Final Report - Project Model S

Summary: We implemented the sequential Variational Shape Approximation for simplifying large mesh from 3D scanners. We designed and implemented in CUDA two parallel approaches for distortion minimizing flooding, which is the most computation-intensive part of the algorithm, and achieved 7.28X speed up on GTX 1080. We also achieved a 22.31X speed up with GTX 1080 on the second most computation-intensive part.

ResultImg

Background: Sequential Algorithm Re-visit

As described in the paper by Cohen-Steiner et al., the Variational Shape Approximation algorithm for simplifying meshes consists of two major steps: partitioning and meshing. Given a mesh, VSA will first partition it into clusters and then generate a simplified mesh based on clustering results.

After preliminary testing, we found that the first part of the algorithm takes up more than 95% of total computation time.

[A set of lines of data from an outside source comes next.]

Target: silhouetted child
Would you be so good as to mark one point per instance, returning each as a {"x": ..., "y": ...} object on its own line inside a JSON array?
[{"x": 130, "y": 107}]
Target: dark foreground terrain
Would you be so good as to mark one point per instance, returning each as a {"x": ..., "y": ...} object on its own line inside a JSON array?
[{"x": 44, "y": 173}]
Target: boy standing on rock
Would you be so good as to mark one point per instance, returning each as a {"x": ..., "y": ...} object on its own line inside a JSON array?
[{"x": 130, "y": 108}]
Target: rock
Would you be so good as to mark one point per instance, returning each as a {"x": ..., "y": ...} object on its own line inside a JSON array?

Therefore, we decided to focus on parallelizing the partitioning step.

Cohen-Steiner et al. proposed an efficient partitioning algorithm with O(NlogN) complexity for each iteration (where N is the total number of triangles in the mesh):

loop until converge or maximum iteration is hit:
    Flooding()
    Fitting()

where Flooding() and Fitting() are each defined as

Flooding():
define P as the number of partitions(Regions) desired
define R as the array of P Regions
define Q as the global priority queue

initialize at random P seed triangles as Ri.seed on the mesh

for each seed triangle T:

    define i as the Region index T has been assigned to
    
    insert its three adjacent triangles Tj in Q, with a priority 
    equal to their respective distortion error 
    E(Tj,Ri) = ||Tj.normal - Ri.normal||

while Q is not empty:
    pop the triangle Tj with the least distortion error from Q
    if Tj has already been assigned to a Region:
        continue
    else:
        assign Tj with the Region index i
        add Tj's unlabeled neighbors (at most two) to Q

Fitting():
for each Ri in R:
    calculate area-weighted average normal of all Tj assigned with
    Region index i
    
    update Ri.normal
    
    for all Tj assigned with Region index i:
        find Tmin whose normal is closest with updated Ri.normal
        assign R[i].seed as Tj

diagram1

Two Parallel Flooding Approaches

From the sequential algorithm description, our observations are that:

  1. Fitting() is basically a data-parallel approach. Therefore parallelizing it is relatively simple: we just need to parallelize across the triangles to achieve good speed up.
  2. Flooding() is a more complicated case because of the involvement of a the global priority queue. We cannot expect the exact behavior as the sequential algorithm with a parallel approach. As a result, there are performance-accuracy trade offs in parallelizing this part of the algorithm.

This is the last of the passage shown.